海岸や山間部の開けた水田、乾田、湿地、河川の河原や海岸の埋立て地、干潟などで越冬する。

ナベヅルに比べると、耕された後のまだ作物の植えられていない耕作地に多い(大迫ほか, 1989)。

繁殖期には河川流域の広大な湿性草原に生息する。

参考文献

  • 中村雅彦 1995 マナヅル, 中村登流、中村雅彦(著) 原色日本野鳥生態図鑑:陸鳥編. 保育社. 205.

最終更新日:2020-06-24 キノボリトカゲ

食性

繁殖期の食性はよくわかっていないが、越冬期には植物の種子・根茎、昆虫、魚類などさまざまなものを餌とする。

耕された後のまだ作物の植えられていない耕作地では、土が掘り返されて現れたカエルや貝など動物性の食物を食べる。

ゆっくり歩きながら、首を下げて地上の餌をついばむ。

参考文献

  • 中村雅彦 1995 マナヅル, 中村登流、中村雅彦(著) 原色日本野鳥生態図鑑:陸鳥編. 保育社. 205.

最終更新日:2020-06-24 キノボリトカゲ

ライフサイクル

中国・ロシア国境地帯で繁殖地が知られているが、わずかな営巣例が記録されているにすぎず、繁殖生態の詳細はわかっていない。

巣は、草を積み重ねて外直径 90 ㎝、高さ 20 ㎝の大きなものをつくる。

巣の周辺部は盛り上がり、産座は直径 50 ㎝で 2 ㎝ほど窪んで低くなっている。

一夫一妻で繁殖するらしい。産卵期は4~6月、1巣卵数は2個(Johnsgard, 1983)。

人口増殖での抱卵期間は30~33日、平均31日(Walkinshaw, 1973)。

おそらく約70日は両親に養われるが、その後1年目の冬をすごして再び繁殖地に渡るまでは家族単位で行動する。

参考文献

  • 中村雅彦 1995 マナヅル, 中村登流、中村雅彦(著) 原色日本野鳥生態図鑑:陸鳥編. 保育社. 205.

最終更新日:2020-06-24 キノボリトカゲ

鳴き声

誇示(ディスプレー)するときには雄はキュッ、キュルルルル―、コロロ―、コロロー、コロローまたはクククククルル―、クク、クルルー、ククッなどと啼き立て、一斉に啼くときにはガーウ、ガーウ、ガーウと喧しく啼く。

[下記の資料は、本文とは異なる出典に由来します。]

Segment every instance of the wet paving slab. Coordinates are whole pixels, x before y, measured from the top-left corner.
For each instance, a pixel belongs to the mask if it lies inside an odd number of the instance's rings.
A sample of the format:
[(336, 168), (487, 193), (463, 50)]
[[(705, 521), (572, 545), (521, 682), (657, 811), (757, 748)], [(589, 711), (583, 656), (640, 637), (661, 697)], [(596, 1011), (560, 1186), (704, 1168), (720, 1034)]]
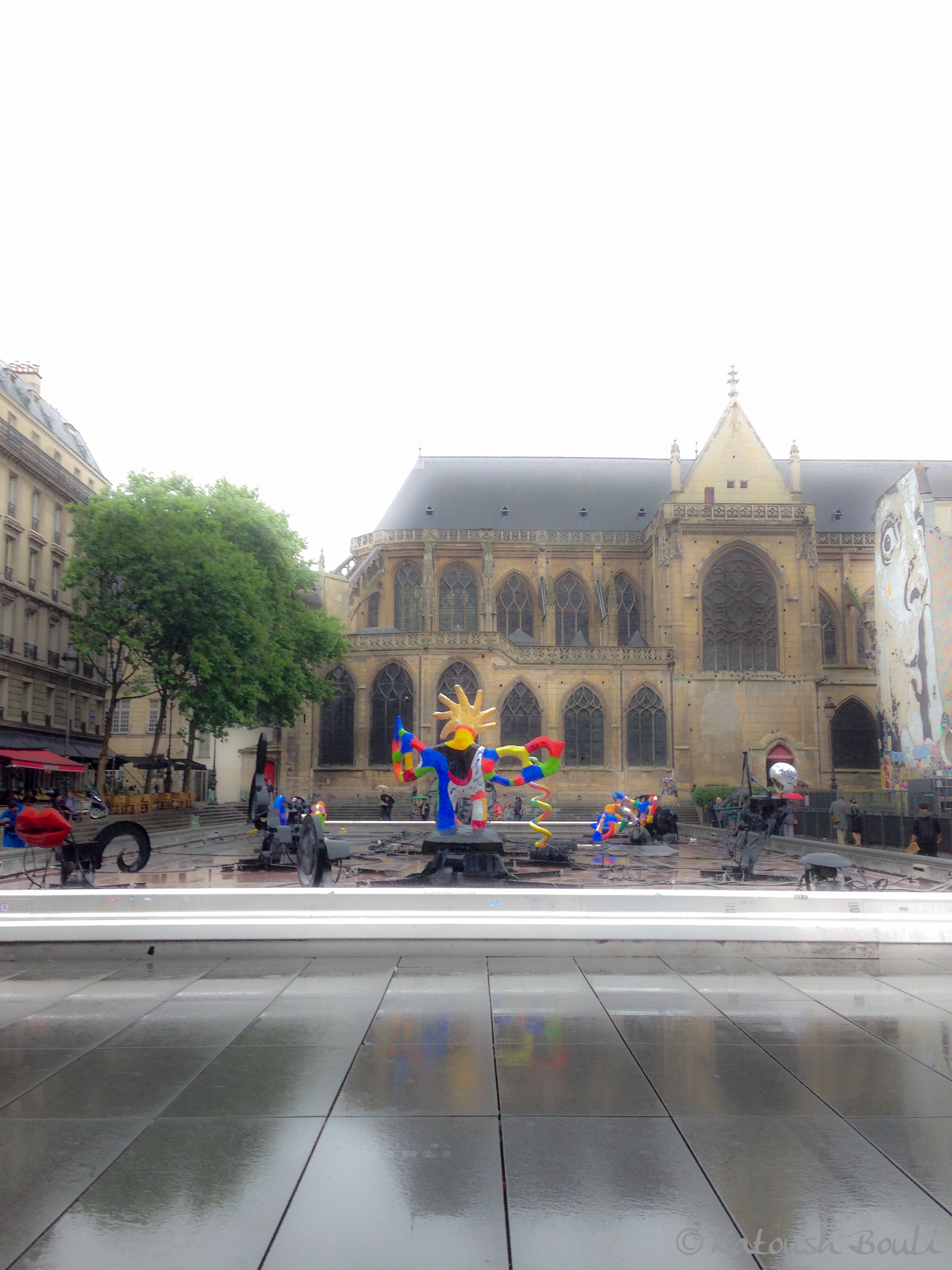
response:
[(948, 1259), (952, 969), (513, 952), (0, 979), (0, 1267)]

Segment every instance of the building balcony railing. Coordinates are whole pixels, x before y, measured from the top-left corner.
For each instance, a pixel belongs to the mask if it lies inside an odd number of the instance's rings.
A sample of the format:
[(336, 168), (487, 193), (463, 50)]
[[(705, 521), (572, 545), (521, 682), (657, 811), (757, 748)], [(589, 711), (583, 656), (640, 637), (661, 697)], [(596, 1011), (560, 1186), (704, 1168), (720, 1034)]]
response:
[(494, 546), (514, 542), (642, 546), (646, 541), (642, 530), (374, 530), (372, 533), (360, 533), (350, 538), (350, 551), (366, 551), (368, 547), (388, 542), (423, 542), (424, 535), (430, 542), (489, 541)]
[[(19, 458), (25, 460), (33, 471), (39, 472), (46, 476), (51, 485), (56, 485), (57, 489), (72, 499), (76, 503), (89, 503), (89, 489), (66, 471), (62, 464), (57, 464), (55, 458), (51, 458), (44, 450), (34, 444), (32, 441), (27, 441), (11, 423), (6, 420), (0, 420), (0, 444), (5, 446), (6, 450), (17, 455)], [(14, 505), (13, 512), (8, 508), (8, 516), (15, 516), (17, 508)]]
[(859, 530), (858, 532), (824, 532), (816, 535), (817, 547), (872, 547), (876, 535)]
[(355, 653), (452, 653), (457, 649), (494, 652), (520, 665), (673, 665), (668, 644), (647, 648), (561, 648), (552, 644), (514, 644), (500, 631), (380, 631), (348, 636)]
[(670, 503), (675, 521), (791, 521), (810, 519), (806, 503)]

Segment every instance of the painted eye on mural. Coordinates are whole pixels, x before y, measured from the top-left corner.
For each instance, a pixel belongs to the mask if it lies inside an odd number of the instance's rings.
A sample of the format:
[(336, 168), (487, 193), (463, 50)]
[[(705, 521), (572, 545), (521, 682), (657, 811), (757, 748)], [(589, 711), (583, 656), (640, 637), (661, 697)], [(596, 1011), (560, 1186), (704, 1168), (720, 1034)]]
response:
[(880, 558), (883, 564), (889, 564), (899, 550), (899, 517), (891, 513), (882, 522), (880, 530)]

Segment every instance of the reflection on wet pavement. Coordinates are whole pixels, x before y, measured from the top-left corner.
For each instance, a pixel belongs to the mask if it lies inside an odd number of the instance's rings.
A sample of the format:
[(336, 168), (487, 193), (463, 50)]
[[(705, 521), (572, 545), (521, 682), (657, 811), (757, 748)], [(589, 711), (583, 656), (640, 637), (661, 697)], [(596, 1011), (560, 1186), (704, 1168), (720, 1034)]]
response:
[(0, 1267), (952, 1255), (942, 950), (248, 947), (4, 965)]

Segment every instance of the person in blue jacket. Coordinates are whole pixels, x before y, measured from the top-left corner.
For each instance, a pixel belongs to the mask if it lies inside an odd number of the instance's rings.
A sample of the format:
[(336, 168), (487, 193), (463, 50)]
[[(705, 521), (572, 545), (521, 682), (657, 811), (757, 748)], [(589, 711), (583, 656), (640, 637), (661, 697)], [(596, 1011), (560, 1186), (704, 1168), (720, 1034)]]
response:
[(23, 803), (18, 803), (17, 795), (13, 792), (13, 790), (10, 790), (10, 792), (6, 795), (6, 806), (4, 808), (3, 814), (0, 814), (0, 826), (3, 826), (4, 829), (5, 847), (27, 846), (27, 843), (23, 841), (23, 838), (19, 836), (19, 833), (17, 833), (14, 828), (17, 824), (17, 817), (20, 814), (22, 810), (23, 810)]

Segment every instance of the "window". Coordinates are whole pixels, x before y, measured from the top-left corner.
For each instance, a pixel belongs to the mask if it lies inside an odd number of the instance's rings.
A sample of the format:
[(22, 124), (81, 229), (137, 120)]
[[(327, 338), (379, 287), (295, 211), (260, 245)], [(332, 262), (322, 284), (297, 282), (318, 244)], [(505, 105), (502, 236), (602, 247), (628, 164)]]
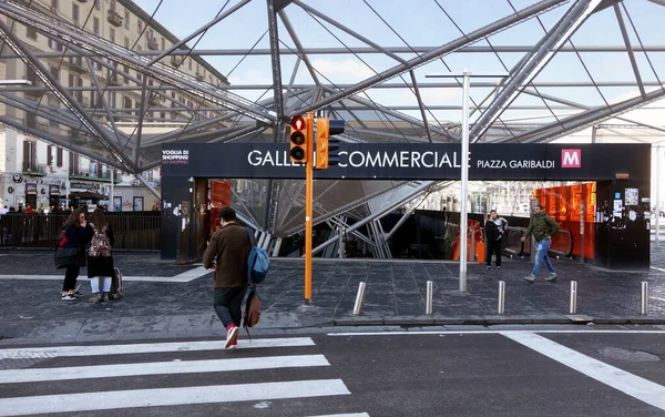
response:
[(37, 39), (37, 30), (33, 27), (25, 27), (25, 35), (30, 39)]
[(60, 70), (57, 67), (51, 67), (51, 75), (53, 75), (55, 81), (60, 81)]
[(25, 79), (32, 83), (32, 87), (39, 85), (39, 78), (32, 67), (25, 67)]
[(100, 93), (99, 91), (93, 91), (90, 94), (90, 106), (93, 109), (100, 109), (102, 108), (102, 102), (100, 101)]
[[(139, 105), (139, 101), (136, 101), (136, 105)], [(123, 110), (130, 110), (132, 109), (132, 99), (129, 96), (123, 96), (122, 98), (122, 108)], [(132, 114), (131, 112), (123, 112), (124, 114)]]
[(23, 170), (37, 167), (37, 142), (23, 141)]

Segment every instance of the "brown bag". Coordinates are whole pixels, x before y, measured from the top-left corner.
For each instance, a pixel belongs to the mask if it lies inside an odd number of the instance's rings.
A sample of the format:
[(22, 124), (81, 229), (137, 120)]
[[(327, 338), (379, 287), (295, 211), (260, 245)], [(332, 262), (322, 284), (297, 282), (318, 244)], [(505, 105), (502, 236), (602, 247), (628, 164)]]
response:
[(243, 314), (244, 327), (254, 327), (260, 318), (260, 298), (254, 288), (249, 289), (247, 303), (245, 304), (245, 313)]

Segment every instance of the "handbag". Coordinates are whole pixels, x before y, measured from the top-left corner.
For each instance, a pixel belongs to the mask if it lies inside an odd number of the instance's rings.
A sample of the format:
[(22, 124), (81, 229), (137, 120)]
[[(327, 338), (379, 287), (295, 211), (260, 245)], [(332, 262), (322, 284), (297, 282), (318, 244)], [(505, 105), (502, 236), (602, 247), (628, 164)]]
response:
[(78, 247), (59, 247), (53, 254), (57, 268), (81, 265), (81, 251)]

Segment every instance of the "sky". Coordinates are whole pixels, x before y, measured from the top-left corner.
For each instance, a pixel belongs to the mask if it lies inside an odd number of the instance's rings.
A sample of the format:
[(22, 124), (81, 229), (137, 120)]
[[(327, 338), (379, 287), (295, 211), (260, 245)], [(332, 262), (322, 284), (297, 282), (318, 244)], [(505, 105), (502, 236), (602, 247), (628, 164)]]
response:
[[(160, 4), (155, 19), (172, 31), (176, 37), (184, 38), (194, 30), (212, 20), (221, 9), (228, 10), (239, 0), (135, 0), (149, 14), (153, 13)], [(370, 39), (382, 47), (431, 47), (436, 48), (457, 39), (464, 33), (480, 29), (503, 17), (514, 13), (536, 3), (536, 0), (305, 0), (305, 4), (335, 19), (359, 34)], [(186, 7), (183, 7), (186, 4)], [(572, 2), (550, 10), (536, 19), (509, 28), (489, 39), (492, 45), (534, 45), (544, 34), (544, 29), (551, 29), (556, 21), (571, 7)], [(662, 43), (658, 30), (665, 21), (665, 7), (647, 0), (625, 0), (621, 7), (627, 32), (633, 44), (640, 41), (645, 45)], [(625, 7), (625, 9), (624, 9)], [(331, 27), (319, 18), (309, 14), (297, 4), (289, 4), (284, 9), (294, 30), (305, 48), (317, 47), (367, 47), (362, 41)], [(626, 14), (627, 11), (627, 14)], [(630, 17), (630, 19), (628, 19)], [(451, 20), (452, 19), (452, 20)], [(637, 34), (633, 30), (636, 28)], [(544, 27), (544, 29), (543, 29)], [(217, 23), (205, 33), (196, 44), (197, 49), (249, 49), (269, 48), (267, 30), (267, 9), (265, 0), (252, 0), (238, 11)], [(295, 49), (288, 31), (279, 20), (279, 38), (283, 48)], [(192, 47), (196, 40), (190, 42)], [(576, 47), (586, 45), (623, 45), (620, 27), (613, 8), (593, 14), (582, 28), (573, 35), (572, 42)], [(482, 41), (477, 45), (487, 47)], [(570, 43), (569, 43), (570, 45)], [(420, 84), (437, 81), (427, 79), (426, 74), (448, 72), (462, 72), (469, 69), (477, 73), (504, 73), (505, 69), (514, 65), (523, 53), (456, 53), (441, 60), (420, 67), (416, 75)], [(413, 54), (402, 54), (403, 59), (411, 59)], [(655, 74), (663, 74), (665, 79), (665, 53), (651, 52), (651, 63), (644, 53), (636, 53), (636, 60), (644, 81), (656, 81)], [(206, 57), (205, 58), (219, 72), (228, 75), (232, 84), (272, 84), (272, 64), (269, 55), (256, 57)], [(583, 63), (581, 62), (583, 60)], [(331, 54), (310, 55), (313, 65), (319, 71), (321, 82), (327, 83), (357, 83), (376, 73), (380, 73), (397, 64), (398, 61), (383, 54)], [(282, 78), (287, 84), (296, 63), (294, 55), (282, 55)], [(655, 73), (651, 65), (654, 67)], [(536, 77), (535, 82), (544, 81), (633, 81), (631, 62), (626, 52), (581, 52), (559, 53), (548, 67)], [(408, 80), (405, 77), (405, 80)], [(478, 81), (495, 81), (481, 80)], [(295, 78), (296, 83), (313, 83), (311, 77), (305, 65), (299, 67)], [(396, 78), (390, 82), (402, 82)], [(653, 88), (647, 88), (647, 90)], [(596, 106), (605, 101), (612, 103), (617, 100), (634, 96), (638, 93), (636, 88), (594, 87), (541, 88), (543, 94), (560, 96), (583, 105)], [(264, 91), (236, 91), (252, 100), (256, 100)], [(471, 98), (481, 102), (491, 89), (473, 88)], [(428, 105), (460, 105), (461, 89), (422, 89), (423, 101)], [(272, 91), (267, 92), (270, 96)], [(417, 105), (417, 99), (409, 89), (371, 89), (367, 95), (378, 103), (386, 105)], [(522, 94), (514, 105), (542, 105), (543, 101)], [(548, 102), (549, 105), (559, 105)], [(663, 104), (657, 104), (663, 105)], [(562, 111), (559, 111), (560, 113)], [(419, 111), (405, 111), (405, 113), (420, 119)], [(653, 114), (647, 114), (653, 113)], [(647, 120), (657, 118), (655, 111), (643, 112)], [(478, 114), (478, 113), (477, 113)], [(565, 114), (565, 113), (563, 113)], [(459, 121), (460, 110), (433, 110), (440, 121)], [(553, 121), (552, 114), (546, 110), (508, 110), (503, 116), (507, 120), (522, 120), (523, 118), (539, 118), (525, 122)]]

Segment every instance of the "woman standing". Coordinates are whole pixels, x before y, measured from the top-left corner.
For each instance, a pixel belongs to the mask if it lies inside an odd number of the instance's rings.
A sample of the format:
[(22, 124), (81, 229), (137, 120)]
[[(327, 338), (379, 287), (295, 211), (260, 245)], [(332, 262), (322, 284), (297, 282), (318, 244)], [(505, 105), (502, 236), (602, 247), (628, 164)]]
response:
[[(92, 213), (88, 224), (90, 248), (88, 250), (88, 277), (92, 289), (90, 302), (98, 304), (109, 301), (111, 277), (113, 276), (113, 231), (104, 218), (104, 211), (100, 207)], [(101, 288), (101, 292), (100, 292)]]
[(79, 250), (80, 261), (66, 266), (64, 282), (62, 283), (62, 299), (76, 299), (76, 278), (81, 272), (81, 265), (85, 265), (85, 214), (74, 210), (64, 224), (64, 247)]

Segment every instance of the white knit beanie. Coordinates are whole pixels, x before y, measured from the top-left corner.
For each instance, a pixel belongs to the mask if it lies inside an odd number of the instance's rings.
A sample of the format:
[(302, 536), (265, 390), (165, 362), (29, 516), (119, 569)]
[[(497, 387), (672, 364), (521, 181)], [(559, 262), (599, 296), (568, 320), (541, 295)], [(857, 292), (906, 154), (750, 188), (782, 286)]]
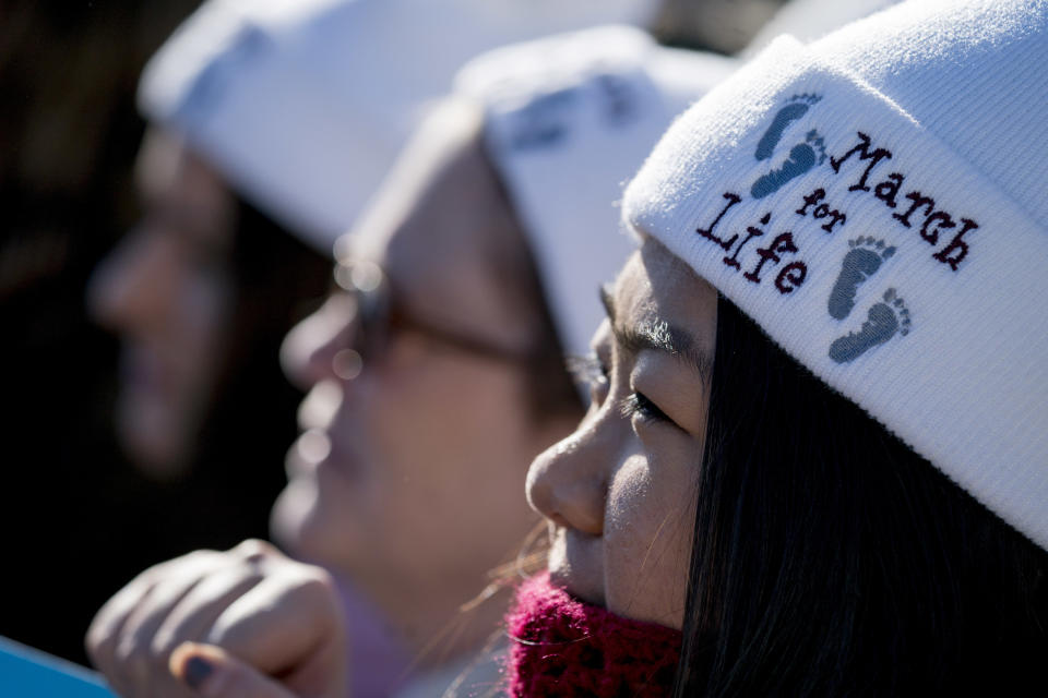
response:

雌はピッ、ピッ、ピッ、ピッと啼き、警戒時にはクルルッ、クルルッと低い声で啼く。

参考文献

  • 清棲幸保 1954 マナヅル, 清棲幸保(著) 日本鳥類大図鑑Ⅲ. 講談社. 863-864.

最終更新日:2020-06-24 キノボリトカゲ

特徴的な行動

越冬地では番間の求愛ディスプレイが見られ、2羽が向き合い、くちばしを上に向けて翼を上下させながら鳴き合ったりする。

参考文献

  • 中村雅彦 1995 マナヅル, 中村登流、中村雅彦(著) 原色日本野鳥生態図鑑:陸鳥編. 保育社. 205.